The phylogeny of Arabidopsis kinase subfamilies has been intensely studied for individual kinase families, especially for CDPKs , MAP-Kinases , or lectin receptor kinases , and members of the large family of receptor kinases . Recent genome wide and species wide approaches in classification and annotation of eukaryotic protein kinases were based on Hidden Markov Model profiles [59, 60]. For plants, the most comprehensive classification can be found in the Eukaryotic Kinase and Phosphatase Database (EKPD) . Overall, in our study a total of 111 Arabidopsis kinases listed in EKPD were not part of our phylogeny (Additional file 7). In contrast to EKPD, here kinase domains we also filtered for a minimum of 70% sequence coverage of the HMM representing the kinase domain, assuming that kinases with less than 70% coverage of the whole HMM kinase domain would not function as kinases. 94 proteins with an annotated kinase domain were excluded on this basis. Their kinase domains showed large gaps in the sequence covering conserved regions of the model kinase domain, with occasionally even half of the domain missing. Thus, especially the 50 excluded members of the receptor kinase group may have functionally degenerated kinase domains. In particular, 26 members of the atypical kinases were excluded, which show high similarities to prokaryotic kinases and are particularly abundant in plastid and mitochondrial location . Another 17 kinases listed in EKPD did not match the HMM profile we used as template. Two plastidial yet uncharacterized kinases matching our HMM profile of an eukaryotic kinase were not classified as kinase in EKPD. Therefore, family-specific HMM models, as already used in EKPD, will be valuable in annotation of all kinases in Arabidopsis and eukaryotes in general. Histidine-receptor kinases  which originate from bacterial two-component signalling were neither considered in EKPD nor here. In total we included 940 kinases with eukaryotic kinase domain in the analysis, out of which only 553 kinases have yet been functionally characterized, and for 298 out of these kinases we have some regulatory information . Based on the phylogeny, we were able to newly annotate 77 soluble kinases and 108 receptor like kinases (Additional file 1) and assign them to an existing subfamily. Thus, the phylogeny in itself provided an important contribution in definition and classification of protein kinases with unknown function.
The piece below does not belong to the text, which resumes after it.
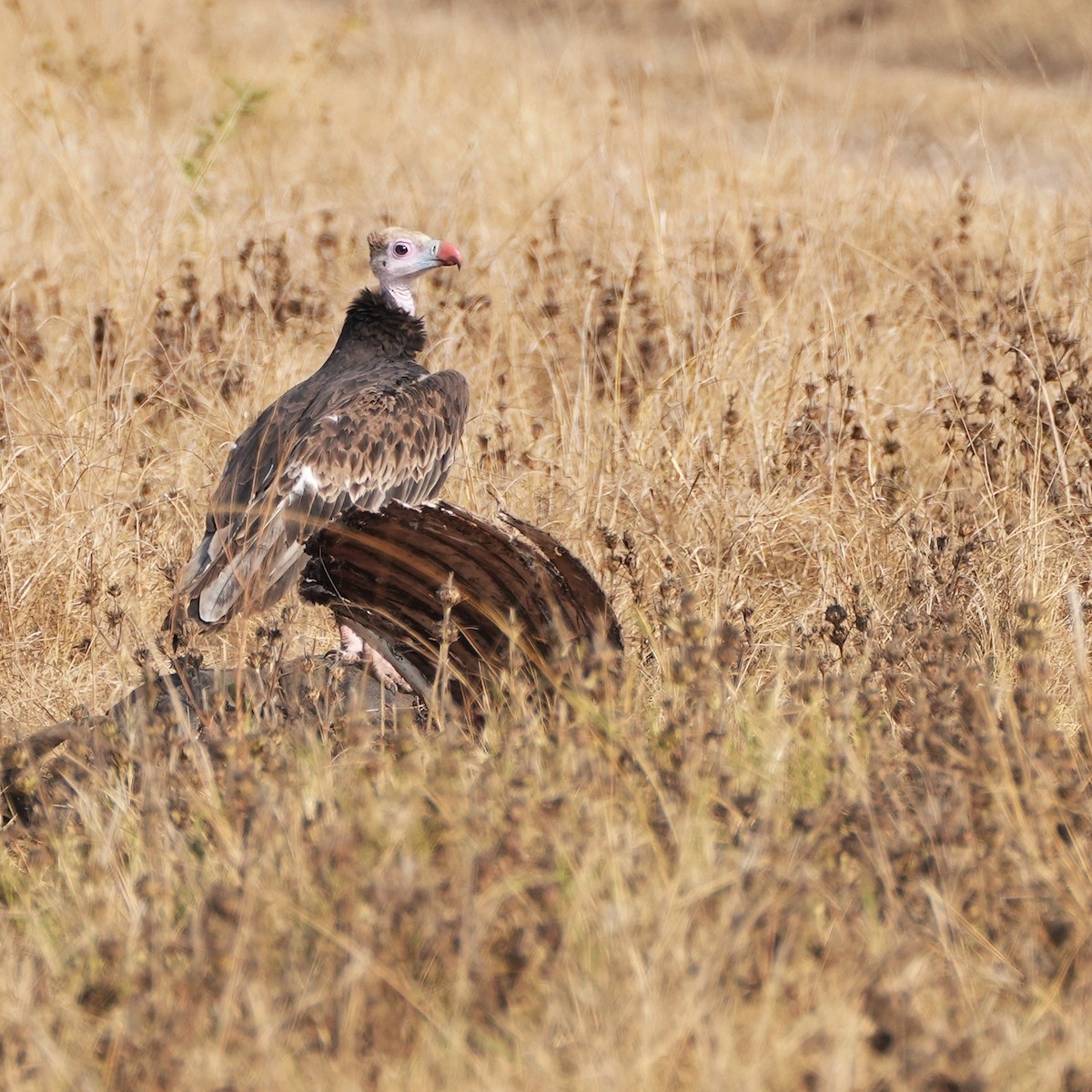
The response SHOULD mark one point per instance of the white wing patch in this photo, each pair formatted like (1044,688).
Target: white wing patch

Determination of syntenic regions and family based enrichment
Due to the complex history of duplication events especially in plants, the identification of syntenic regions within and between genomes is a nontrivial task, and conclusions drawn from publicly available datasets may underlie controversial assumptions related to the particular organism under study. To aid such analyses, several recent efforts were made to automate and generalize the process of detecting and evaluating syntenic genome regions. In addition, integrative web-based resources, for example the comparative genomic system platform (CoGe) , provide interactive frameworks for query and visualization of syntenic regions within and between genomes. Thus, we focused on the recently published MCScanX utility  and based our analysis on the comparison of Arabidopsis thaliana against itself, as well as comparisons of close (Arabidopsis lyrata) and distant (poplar) relatives.
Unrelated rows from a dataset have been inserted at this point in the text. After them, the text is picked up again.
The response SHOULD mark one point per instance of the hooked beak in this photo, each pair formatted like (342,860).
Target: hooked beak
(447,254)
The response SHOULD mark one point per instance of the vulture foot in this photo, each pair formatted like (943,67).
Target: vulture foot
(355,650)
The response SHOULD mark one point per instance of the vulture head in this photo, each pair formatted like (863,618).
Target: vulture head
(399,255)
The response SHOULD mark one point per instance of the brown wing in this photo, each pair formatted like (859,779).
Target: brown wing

To determine enrichments for specific types of duplication events in different kinase families, a ratio-based approach (observed/expected) and an enrichment analysis was used. The ratio-based approach showed that tandem duplication ratios tended to be considerably higher than segmental duplication ratios. However, since the detection of subfamily characteristics depends on relative differences between subfamilies, this only marginally affected the conclusions drawn from the analysis. It is important to note that the ratio-based analysis is in general not redundant to the enrichment analysis, since enrichment analysis incorporates the family size parameter. For example, the LRR_clade_3 shows only minor deviations from the median ratios in the boxplot but is found significantly enriched for tandem duplicates (p < 0.001) by Fisher’s exact test and Chi-square residuals.
An interesting observation was that the kinases analyzed here constituted 3.4% of the total genome, but made up 4.5% of all duplicated genes suggesting higher frequencies of duplicated genes in that gene family. This is in line with the observation that kinases are significantly under-represented among single-copy genes . Thus, duplications among kinases showed a tendency to be retained and gave rise to functional diversification.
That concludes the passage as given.